We have recently reported generation of expression
profiling results using mixed patient samples [ 23 ] . Our
hypothesis was that mixing of RNA samples from multiple
regions of muscle biopsies, and from multiple patients
matched for most variables (disease, age, sex), would
effectively normalize both intra-patient variability
(tissue heterogeneity), and inter-patient variability (SNP
noise; e.g. normal human polymorphic variation unrelated to
the primary defect). Here, we test this hypothesis
directly, and show that sample mixing does indeed result in
relatively high sensitivity and specificity for gene
expression changes that would be detected by many
individual expression profiles. Thus, sample mixing appears
to be an appropriate first-pass method to obtain the most
significant expression changes, while using small numbers
of arrays.
Results and discussion
Fifty six (56) different RNA samples were prepared from
different regions of muscle biopsies from 28 individuals
(15 Duchenne muscular dystrophy (DMD) patients, 13 normal
controls). The profiles of five of the DMD patients and the
five controls have been previously reported using the
Affymetrix HuFL microarray [ 23 ] ; however, we re-tested
these same samples on the custom MuscleChip (Borup et al.
submitted ) for comparison to the
other patients here. All RNAs were converted to
double-stranded cDNA, and then to biotinylated cRNA. The
cRNAs were then hybridized to the MuscleChip either singly,
in mixed groups, or both, as described below. In total, 34
hybridizations were performed, scanned, and the data
statistically analyzed using Affymetrix Microarray Suite
and Excel. Quality control criteria were as described on
our web site ( http://microarray.cnmcresearch.org, link to
"programs in genomic applications"), and included
sufficient cRNA amplification, and adequate
post-hybridization scaling factors. Scaling factors
(normalization needed to reach a common target intensity)
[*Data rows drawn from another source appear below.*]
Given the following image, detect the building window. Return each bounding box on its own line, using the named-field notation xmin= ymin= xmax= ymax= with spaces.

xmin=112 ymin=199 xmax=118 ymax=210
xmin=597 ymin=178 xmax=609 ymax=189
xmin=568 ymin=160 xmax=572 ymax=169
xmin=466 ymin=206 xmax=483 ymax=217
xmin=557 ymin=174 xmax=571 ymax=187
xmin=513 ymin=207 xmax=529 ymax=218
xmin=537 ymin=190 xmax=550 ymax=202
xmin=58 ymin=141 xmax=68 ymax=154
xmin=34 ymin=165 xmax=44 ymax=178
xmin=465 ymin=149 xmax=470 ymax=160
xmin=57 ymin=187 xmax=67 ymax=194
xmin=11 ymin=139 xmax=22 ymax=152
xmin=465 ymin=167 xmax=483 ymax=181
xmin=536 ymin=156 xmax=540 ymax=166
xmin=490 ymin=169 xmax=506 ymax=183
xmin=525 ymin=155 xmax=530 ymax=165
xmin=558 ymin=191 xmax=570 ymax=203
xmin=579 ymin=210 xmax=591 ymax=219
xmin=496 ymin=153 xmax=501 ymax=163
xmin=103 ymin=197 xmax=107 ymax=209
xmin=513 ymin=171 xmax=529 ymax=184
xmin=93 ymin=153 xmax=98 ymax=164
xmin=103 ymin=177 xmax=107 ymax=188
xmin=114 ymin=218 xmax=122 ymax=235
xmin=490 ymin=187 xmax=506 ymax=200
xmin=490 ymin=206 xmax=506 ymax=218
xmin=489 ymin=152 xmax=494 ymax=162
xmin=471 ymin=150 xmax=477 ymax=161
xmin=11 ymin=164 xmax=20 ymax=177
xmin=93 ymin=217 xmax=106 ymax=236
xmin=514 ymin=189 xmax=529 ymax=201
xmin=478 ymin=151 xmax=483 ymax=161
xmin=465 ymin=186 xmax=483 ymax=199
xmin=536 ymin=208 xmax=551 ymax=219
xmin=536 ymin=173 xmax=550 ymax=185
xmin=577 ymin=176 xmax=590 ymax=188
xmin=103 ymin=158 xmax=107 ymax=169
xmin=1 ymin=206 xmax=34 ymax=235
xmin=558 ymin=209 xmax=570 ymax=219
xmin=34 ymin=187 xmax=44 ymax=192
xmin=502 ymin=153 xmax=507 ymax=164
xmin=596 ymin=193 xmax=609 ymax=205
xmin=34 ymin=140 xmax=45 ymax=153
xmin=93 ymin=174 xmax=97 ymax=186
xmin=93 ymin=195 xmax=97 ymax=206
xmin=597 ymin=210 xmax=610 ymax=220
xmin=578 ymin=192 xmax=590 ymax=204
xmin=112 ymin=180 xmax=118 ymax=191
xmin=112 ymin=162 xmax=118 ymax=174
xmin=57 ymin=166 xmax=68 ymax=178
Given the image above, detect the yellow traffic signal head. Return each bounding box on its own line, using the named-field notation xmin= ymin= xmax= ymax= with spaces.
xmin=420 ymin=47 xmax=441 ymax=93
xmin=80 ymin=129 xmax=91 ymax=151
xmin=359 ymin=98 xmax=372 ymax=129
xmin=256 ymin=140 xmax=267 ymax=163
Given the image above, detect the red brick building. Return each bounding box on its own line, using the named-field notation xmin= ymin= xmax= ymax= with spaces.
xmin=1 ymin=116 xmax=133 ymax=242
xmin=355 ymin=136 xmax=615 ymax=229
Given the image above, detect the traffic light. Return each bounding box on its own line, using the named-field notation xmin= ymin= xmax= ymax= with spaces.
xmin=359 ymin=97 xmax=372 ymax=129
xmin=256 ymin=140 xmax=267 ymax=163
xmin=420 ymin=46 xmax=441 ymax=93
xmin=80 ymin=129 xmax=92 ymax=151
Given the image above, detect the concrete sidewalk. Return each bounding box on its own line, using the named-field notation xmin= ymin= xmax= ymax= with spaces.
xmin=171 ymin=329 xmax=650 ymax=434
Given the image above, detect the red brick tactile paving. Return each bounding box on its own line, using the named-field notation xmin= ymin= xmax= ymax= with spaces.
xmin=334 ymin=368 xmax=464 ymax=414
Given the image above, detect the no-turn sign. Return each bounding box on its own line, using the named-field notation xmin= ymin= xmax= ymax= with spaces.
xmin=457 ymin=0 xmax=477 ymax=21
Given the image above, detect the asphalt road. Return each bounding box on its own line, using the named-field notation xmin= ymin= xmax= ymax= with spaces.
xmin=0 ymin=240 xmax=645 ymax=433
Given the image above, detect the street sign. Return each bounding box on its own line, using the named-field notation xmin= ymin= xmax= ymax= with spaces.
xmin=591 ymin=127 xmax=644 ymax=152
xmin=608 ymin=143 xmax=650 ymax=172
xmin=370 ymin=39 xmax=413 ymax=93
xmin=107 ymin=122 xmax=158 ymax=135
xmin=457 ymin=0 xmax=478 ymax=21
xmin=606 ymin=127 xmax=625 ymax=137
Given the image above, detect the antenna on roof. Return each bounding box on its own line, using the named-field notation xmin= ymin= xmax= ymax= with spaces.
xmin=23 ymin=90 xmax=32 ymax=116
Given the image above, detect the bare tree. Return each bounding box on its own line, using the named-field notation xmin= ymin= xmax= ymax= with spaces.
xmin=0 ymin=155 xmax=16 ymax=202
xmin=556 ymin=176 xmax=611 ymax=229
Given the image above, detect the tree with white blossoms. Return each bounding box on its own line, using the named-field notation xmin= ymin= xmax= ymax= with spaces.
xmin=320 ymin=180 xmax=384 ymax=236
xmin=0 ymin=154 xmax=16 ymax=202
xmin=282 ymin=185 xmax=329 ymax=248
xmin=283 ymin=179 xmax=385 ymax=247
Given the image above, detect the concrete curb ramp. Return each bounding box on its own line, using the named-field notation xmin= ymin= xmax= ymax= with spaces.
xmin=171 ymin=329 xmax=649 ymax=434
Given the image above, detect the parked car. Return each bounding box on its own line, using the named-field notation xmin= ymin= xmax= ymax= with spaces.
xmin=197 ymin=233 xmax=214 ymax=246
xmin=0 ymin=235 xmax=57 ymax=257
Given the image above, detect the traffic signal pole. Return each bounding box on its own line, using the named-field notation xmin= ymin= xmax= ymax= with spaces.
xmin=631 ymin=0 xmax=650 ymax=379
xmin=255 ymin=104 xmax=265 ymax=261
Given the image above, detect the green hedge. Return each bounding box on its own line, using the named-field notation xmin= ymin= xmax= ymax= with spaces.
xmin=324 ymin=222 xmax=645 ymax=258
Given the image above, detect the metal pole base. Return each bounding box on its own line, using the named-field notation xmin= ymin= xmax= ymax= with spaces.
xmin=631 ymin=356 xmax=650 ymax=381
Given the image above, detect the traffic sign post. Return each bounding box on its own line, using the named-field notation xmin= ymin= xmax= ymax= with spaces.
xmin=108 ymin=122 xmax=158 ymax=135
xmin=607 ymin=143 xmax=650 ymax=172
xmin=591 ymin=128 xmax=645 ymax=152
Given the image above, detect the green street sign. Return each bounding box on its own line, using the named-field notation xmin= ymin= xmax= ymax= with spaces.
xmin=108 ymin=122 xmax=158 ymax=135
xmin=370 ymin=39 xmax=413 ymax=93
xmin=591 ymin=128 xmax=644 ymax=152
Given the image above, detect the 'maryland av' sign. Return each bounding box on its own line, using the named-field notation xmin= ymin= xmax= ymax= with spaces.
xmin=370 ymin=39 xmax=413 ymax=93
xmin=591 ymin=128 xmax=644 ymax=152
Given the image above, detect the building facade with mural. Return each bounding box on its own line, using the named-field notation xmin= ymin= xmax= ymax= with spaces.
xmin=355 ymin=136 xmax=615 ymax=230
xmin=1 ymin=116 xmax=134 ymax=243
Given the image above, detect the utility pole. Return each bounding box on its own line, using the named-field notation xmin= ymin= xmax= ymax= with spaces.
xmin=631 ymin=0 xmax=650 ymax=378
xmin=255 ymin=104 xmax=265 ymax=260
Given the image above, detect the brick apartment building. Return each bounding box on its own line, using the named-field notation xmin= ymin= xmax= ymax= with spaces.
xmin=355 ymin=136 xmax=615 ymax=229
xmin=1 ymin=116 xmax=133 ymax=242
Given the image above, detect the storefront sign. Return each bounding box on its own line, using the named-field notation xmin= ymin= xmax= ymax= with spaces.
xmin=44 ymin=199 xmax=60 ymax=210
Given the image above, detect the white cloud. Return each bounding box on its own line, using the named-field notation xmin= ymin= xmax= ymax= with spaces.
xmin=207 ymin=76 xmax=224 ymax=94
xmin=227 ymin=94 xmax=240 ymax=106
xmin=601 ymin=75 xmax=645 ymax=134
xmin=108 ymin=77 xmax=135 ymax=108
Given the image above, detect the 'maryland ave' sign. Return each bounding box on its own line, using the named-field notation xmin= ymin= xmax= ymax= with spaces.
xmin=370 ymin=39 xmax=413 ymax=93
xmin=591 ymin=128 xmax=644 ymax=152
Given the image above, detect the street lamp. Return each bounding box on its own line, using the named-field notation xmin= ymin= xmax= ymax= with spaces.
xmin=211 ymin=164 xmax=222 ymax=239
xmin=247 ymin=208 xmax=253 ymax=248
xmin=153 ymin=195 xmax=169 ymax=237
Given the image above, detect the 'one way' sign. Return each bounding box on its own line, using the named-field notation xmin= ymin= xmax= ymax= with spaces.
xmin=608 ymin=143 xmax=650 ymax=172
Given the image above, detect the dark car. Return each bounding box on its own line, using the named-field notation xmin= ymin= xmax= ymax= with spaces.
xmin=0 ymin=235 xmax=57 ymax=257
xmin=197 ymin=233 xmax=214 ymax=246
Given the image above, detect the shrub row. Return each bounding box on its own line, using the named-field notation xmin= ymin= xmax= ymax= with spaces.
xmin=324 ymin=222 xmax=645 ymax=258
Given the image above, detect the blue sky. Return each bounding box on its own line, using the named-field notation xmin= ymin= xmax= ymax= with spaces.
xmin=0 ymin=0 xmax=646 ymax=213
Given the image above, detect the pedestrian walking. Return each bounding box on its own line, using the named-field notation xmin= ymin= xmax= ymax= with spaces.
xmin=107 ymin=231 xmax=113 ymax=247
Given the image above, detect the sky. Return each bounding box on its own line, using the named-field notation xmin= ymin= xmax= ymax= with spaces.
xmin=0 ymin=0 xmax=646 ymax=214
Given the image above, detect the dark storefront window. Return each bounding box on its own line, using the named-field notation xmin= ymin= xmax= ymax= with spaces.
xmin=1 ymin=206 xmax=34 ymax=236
ranged from 0.46 to 3.28 (Table 1). All raw image files,
processed image files, and difference analyses are posted
on a web-queried SQL database interface to our Affymetrix
LIMS Oracle warehouse (see
http://microarray.cnmcresearch.org: link to "programs in
genomic applications", "data", "human").
Among the 4,601 probe sets on the Affymetrix custom
muscle microarray, we found a consistent percentage of
"present" calls for each of the 34 cRNA samples tested
(Duchenne dystrophy, 28 arrays, 48.2% ± 6.1%; controls 6
arrays, 53.3% ± 1.4%). To test for inter-array variability,
two different hybridization solutions were applied to
duplicate arrays, and correlation coefficients determined.
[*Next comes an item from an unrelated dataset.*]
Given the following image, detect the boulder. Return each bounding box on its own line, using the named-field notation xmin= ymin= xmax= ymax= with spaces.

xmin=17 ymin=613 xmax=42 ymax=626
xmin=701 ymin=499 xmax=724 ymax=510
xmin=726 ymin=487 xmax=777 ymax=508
A high correlation coefficient was found in this analysis,
suggesting that inter-array variability of the MuscleChip
used was a relatively minor variable (Patient 3 a and
3a-duplicate R 2= 0.96 and percent shared [No Change (NC)]
calls by Microarray Suite software was 99%; Patient 3b and
3b-duplicate R 2= 0.98 and percent NC was 98%; Table 1).
The high reproducibility of Affymetrix array results is
consistent with other data in our laboratory, and from
previously published data [ 6 21 23 24 ] , and shows that
experimental variability associated with hybridization and
scanning of highly redundant oligonucleotide GeneChips is
not a major source of experimental variability.
Given the previous report suggesting that the conversion
of RNA to biotinylated cRNA probe was a major source of
variability in murine array experiments [ 20 ] , we tested
a series of murine RNA from different sources, using the
newer generation U74Av2 GeneChips. One series of samples
was from murine spleens, where spleens from multiple
animals for each variable under study were mixed, RNA
isolated, RNA samples split, and duplicate cDNA, cRNA, and
hybridizations processed in parallel for each RNA (Fig. 1,
"KNagaraju" samples). We also compared RNAs processed from
parallel murine myogenic cell cultures (Fig. 1, "VSM"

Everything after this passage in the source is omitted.